Commençons par la nouvelle qui déçoit tout le monde : la poussière posée sur votre lentille frontale n'apparaît pas sur vos photos. Elle se situe très loin du plan de netteté, à des milliers de fois la distance qui la rendrait visible. Ce qu'elle fait, en revanche, c'est diffuser un peu de lumière, ce qui se traduit par une baisse de contraste et des halos en contre-jour.
Autrement dit : nettoyez quand c'est nécessaire, pas par principe. Chaque passage de chiffon use un peu le traitement antireflet, et la somme de mille nettoyages inutiles abîme davantage une optique qu'une année de poussière.

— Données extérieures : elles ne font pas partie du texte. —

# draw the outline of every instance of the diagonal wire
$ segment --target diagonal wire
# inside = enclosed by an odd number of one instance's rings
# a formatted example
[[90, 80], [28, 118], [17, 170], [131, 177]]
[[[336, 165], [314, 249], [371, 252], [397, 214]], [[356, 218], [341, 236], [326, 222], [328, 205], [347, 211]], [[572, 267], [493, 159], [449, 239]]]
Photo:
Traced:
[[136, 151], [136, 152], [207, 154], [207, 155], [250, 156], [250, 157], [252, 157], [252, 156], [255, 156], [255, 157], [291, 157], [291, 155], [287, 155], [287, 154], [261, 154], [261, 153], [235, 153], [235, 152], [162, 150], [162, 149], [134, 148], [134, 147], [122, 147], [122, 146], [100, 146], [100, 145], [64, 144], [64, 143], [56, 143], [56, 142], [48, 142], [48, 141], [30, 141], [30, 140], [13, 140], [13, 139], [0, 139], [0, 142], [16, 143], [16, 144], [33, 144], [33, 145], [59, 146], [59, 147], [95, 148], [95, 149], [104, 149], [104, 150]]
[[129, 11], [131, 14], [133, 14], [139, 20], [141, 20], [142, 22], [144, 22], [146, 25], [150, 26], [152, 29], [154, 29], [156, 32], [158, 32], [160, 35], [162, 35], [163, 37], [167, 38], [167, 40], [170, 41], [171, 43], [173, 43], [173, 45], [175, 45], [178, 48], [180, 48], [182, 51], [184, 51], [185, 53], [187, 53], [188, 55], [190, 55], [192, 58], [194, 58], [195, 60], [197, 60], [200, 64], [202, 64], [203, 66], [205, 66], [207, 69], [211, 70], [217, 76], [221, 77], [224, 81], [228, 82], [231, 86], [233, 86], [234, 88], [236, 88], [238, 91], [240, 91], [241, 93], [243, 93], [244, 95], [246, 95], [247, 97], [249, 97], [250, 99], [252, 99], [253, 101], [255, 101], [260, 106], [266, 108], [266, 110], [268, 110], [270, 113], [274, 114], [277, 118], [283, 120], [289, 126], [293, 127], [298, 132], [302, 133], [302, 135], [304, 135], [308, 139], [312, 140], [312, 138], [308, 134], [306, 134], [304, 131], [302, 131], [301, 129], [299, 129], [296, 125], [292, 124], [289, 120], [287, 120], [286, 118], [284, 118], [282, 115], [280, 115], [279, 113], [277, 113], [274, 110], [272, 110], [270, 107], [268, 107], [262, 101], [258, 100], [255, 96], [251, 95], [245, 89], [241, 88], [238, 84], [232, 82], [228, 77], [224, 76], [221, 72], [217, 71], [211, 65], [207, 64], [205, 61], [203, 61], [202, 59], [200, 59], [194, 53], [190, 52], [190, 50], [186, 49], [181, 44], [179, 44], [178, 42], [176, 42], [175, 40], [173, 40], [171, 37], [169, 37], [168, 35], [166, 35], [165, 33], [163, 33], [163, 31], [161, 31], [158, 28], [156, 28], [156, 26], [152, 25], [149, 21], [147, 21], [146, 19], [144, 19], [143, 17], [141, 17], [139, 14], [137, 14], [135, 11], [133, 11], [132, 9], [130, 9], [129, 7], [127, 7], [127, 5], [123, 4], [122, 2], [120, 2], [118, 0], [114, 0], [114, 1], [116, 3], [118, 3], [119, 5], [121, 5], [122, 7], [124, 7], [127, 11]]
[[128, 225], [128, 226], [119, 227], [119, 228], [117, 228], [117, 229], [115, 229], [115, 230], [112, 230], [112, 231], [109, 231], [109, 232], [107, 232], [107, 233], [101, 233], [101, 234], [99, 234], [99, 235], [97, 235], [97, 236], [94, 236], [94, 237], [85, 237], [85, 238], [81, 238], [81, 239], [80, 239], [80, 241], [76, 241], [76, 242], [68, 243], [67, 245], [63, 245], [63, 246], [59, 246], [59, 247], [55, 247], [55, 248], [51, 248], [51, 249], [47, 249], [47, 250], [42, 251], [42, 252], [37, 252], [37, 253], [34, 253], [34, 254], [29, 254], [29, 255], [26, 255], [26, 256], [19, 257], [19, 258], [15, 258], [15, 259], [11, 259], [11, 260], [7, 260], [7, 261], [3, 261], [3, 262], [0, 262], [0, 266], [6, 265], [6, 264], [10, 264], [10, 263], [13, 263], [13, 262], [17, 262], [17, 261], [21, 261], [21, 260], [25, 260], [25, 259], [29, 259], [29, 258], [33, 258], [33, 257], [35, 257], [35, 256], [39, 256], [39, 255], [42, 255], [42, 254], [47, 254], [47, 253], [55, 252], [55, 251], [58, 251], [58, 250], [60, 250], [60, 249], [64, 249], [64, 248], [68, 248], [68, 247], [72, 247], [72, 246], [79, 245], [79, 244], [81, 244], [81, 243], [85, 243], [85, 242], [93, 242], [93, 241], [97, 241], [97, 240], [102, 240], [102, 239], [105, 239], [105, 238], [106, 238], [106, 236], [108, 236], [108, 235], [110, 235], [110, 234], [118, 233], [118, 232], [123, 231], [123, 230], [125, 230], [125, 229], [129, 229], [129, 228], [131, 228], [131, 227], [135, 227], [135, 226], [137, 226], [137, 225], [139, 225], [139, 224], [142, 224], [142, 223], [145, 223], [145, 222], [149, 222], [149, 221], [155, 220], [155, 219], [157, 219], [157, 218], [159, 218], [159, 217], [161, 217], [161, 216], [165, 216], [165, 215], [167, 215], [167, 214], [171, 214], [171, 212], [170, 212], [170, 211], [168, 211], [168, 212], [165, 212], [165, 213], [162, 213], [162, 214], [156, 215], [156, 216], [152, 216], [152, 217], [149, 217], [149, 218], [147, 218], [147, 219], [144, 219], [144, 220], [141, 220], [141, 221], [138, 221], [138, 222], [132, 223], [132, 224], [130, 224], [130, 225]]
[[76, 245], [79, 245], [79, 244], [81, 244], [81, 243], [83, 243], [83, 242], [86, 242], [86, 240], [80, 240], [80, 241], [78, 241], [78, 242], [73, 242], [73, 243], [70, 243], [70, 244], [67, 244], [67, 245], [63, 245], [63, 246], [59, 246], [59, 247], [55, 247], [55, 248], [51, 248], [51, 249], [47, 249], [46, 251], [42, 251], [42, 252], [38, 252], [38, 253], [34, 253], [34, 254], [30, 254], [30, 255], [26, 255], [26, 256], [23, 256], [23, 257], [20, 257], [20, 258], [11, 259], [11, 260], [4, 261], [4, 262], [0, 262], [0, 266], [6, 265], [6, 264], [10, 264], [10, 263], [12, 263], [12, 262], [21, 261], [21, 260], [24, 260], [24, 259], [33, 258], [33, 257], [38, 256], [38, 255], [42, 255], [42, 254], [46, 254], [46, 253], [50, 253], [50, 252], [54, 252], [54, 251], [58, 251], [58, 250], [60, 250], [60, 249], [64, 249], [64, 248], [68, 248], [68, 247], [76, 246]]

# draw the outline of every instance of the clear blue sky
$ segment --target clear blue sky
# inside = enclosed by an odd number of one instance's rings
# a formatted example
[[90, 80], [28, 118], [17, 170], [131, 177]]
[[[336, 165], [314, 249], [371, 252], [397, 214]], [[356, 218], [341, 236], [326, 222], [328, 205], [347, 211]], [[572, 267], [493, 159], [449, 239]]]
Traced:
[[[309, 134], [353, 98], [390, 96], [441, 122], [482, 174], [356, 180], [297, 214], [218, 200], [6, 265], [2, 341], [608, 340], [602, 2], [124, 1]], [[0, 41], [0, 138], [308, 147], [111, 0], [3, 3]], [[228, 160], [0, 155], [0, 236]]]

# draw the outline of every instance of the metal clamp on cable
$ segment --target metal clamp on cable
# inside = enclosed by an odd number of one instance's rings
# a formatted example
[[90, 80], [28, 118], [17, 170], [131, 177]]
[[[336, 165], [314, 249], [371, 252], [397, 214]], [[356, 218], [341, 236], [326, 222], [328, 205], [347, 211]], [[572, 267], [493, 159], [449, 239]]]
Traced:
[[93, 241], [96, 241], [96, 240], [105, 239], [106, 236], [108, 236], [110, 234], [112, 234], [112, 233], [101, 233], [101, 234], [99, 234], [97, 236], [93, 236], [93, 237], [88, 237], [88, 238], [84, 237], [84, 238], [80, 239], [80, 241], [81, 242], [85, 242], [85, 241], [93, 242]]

Faut-il vraiment nettoyer ?
- Quelques poussières sèches : un coup de poire soufflante, rien de plus.
- Une trace de doigt : là oui, il faut intervenir. Le gras attire la poussière, et les acides de la peau finissent par marquer le traitement s'ils restent des mois.
- Des gouttes d'eau salée : intervention immédiate et impérative. Le sel est bien plus agressif que tout le reste.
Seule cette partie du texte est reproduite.